Seguirono altri convegni, conferenze, iniziative editoriali che il Cidas –guidato da Natale Molari, e finanziato dagli stessi soci che si tassavano per difendere la libertà di pensarla diversamente– organizzò con la costanza di chi crede nei valori liberali.

E già, perché non si trattava di fascisti nostalgici, ma di onesti liberali che oggi faticano a riconoscersi in una dimensione che avevano difeso con forza e ora si spalma da un’estrema all’altra, indifferente alla verità del suo significato.

Natale Molari, classe 1934, era stato con Carlo Guglielmino (con il quale condivideva la passione per il rugby) e tanti altri (Bodini, Uboldi, Giacometti) l’anima del Cidas.
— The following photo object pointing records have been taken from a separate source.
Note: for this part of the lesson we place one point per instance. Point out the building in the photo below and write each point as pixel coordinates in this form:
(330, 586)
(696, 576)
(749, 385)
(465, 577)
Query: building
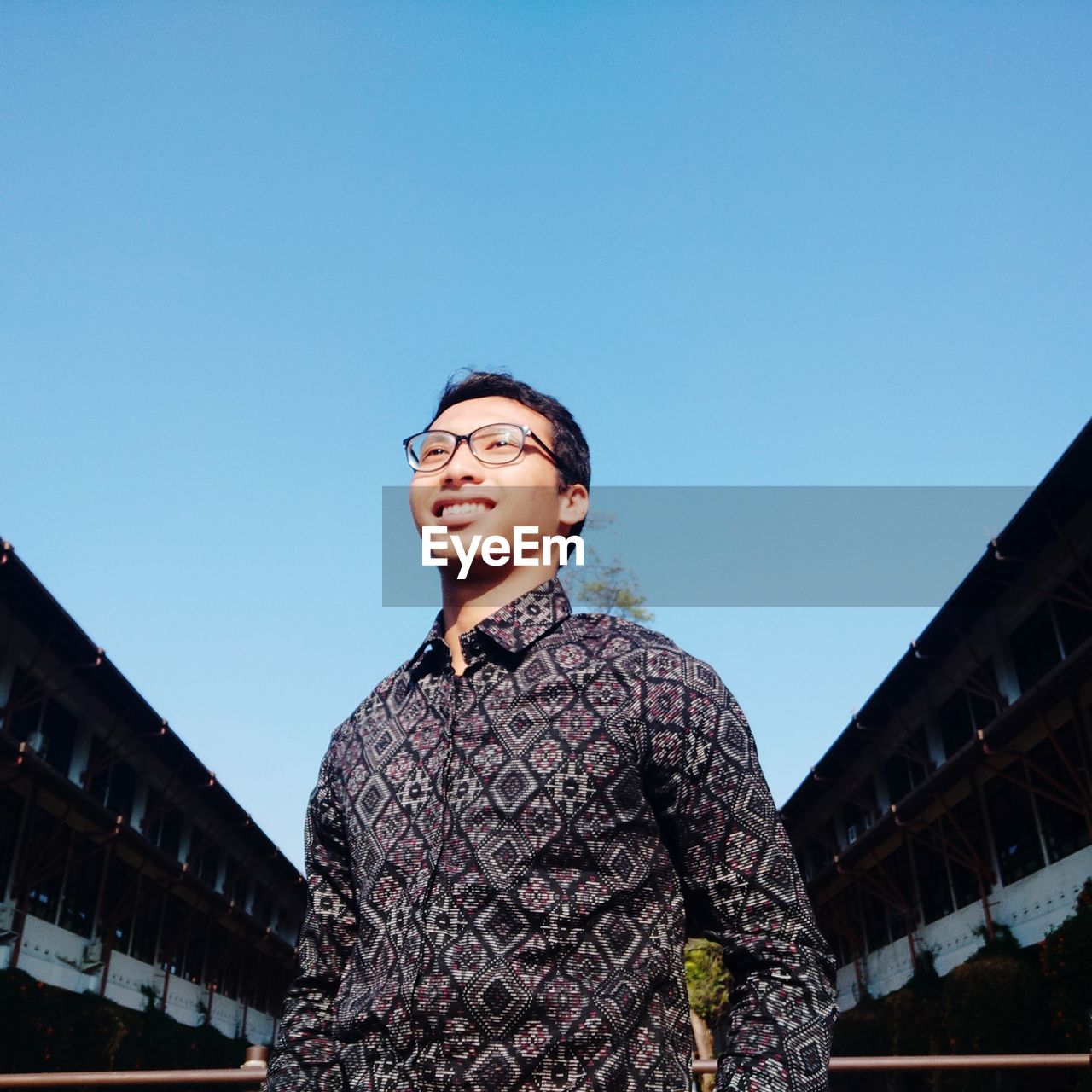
(125, 866)
(959, 796)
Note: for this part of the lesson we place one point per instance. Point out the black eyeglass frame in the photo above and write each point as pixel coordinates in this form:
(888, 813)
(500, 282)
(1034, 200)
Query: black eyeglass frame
(525, 430)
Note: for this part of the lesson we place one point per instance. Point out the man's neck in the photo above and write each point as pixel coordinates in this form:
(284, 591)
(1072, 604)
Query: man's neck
(468, 601)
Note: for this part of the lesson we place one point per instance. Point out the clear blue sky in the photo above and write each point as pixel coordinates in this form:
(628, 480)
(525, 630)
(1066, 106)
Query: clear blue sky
(245, 244)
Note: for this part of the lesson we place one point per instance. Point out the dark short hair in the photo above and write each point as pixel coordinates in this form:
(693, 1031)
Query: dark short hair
(573, 460)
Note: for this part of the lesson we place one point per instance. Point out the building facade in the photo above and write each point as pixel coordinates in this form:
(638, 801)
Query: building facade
(125, 867)
(959, 798)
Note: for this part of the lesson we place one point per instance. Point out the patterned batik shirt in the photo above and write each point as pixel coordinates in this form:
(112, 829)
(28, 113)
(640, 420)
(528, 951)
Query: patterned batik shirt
(505, 865)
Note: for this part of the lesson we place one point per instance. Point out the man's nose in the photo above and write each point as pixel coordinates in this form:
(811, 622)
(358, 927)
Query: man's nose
(463, 465)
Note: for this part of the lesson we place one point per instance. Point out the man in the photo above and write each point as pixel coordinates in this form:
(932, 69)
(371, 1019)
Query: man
(512, 837)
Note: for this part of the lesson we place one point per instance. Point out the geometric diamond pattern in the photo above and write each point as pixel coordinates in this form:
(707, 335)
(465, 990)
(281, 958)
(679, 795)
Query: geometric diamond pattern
(503, 867)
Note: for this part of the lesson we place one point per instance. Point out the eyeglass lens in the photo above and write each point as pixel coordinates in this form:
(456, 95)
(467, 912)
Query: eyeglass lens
(491, 444)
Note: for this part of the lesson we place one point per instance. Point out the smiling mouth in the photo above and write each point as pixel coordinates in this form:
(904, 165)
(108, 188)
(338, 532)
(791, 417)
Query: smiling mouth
(461, 509)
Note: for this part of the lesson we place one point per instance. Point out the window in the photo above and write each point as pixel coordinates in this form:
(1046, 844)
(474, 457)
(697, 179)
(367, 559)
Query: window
(120, 888)
(147, 923)
(904, 773)
(932, 882)
(163, 823)
(899, 876)
(874, 915)
(1013, 822)
(11, 810)
(960, 717)
(113, 785)
(1036, 647)
(45, 892)
(1075, 624)
(171, 942)
(264, 905)
(44, 725)
(1065, 830)
(81, 887)
(209, 865)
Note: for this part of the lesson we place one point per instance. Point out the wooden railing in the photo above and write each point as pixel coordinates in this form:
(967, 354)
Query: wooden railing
(253, 1072)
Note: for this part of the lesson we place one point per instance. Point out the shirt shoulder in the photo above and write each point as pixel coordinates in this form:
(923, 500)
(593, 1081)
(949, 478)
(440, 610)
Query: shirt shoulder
(629, 648)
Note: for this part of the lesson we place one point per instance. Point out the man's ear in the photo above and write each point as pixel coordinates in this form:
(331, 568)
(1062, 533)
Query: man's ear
(572, 505)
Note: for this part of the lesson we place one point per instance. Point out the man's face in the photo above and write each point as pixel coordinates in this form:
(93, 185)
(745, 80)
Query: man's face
(471, 498)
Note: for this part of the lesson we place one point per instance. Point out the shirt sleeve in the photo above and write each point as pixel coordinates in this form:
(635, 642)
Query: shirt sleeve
(740, 878)
(304, 1057)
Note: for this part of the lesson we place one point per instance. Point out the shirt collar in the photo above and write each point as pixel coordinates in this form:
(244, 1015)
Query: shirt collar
(514, 627)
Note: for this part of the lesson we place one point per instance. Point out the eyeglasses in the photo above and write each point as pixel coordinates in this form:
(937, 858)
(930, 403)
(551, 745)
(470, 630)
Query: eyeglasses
(492, 444)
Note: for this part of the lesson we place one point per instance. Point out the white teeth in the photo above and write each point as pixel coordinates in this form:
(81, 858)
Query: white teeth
(463, 509)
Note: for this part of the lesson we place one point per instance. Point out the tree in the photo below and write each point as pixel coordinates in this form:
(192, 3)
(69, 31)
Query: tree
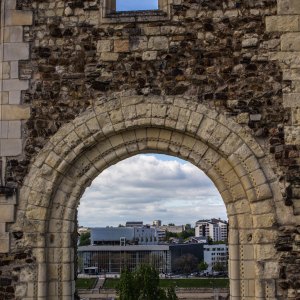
(202, 266)
(186, 263)
(126, 287)
(142, 284)
(85, 239)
Amante della vela, alla quale si dedicava con religiosa dedizione nei mesi estivi, ironico fino a rasentare un simpatico cinismo che però si addolciva nel senso dell’amicizia, nella generosità, nell’affetto per i veri amici, un attimo prima di diventare indifferenza.

Questa notte Natale Molari ha salutato, con la caratteristica eleganza del torinese gentiluomo che è sempre stato, senza clamore, accanto ad Anna, sua moglie: era malato da tempo e gli anni non aiutavano, ma negli ultimi tempi la malattia che più lo affliggeva era il mondo che vedeva attraverso i notiziari, la certificazione del fallimento della politica, degli uomini, l’annichilimento di tutto ciò in cui aveva creduto.

Ciao Natale conoscerti è stato un privilegio che non dimenticheremo.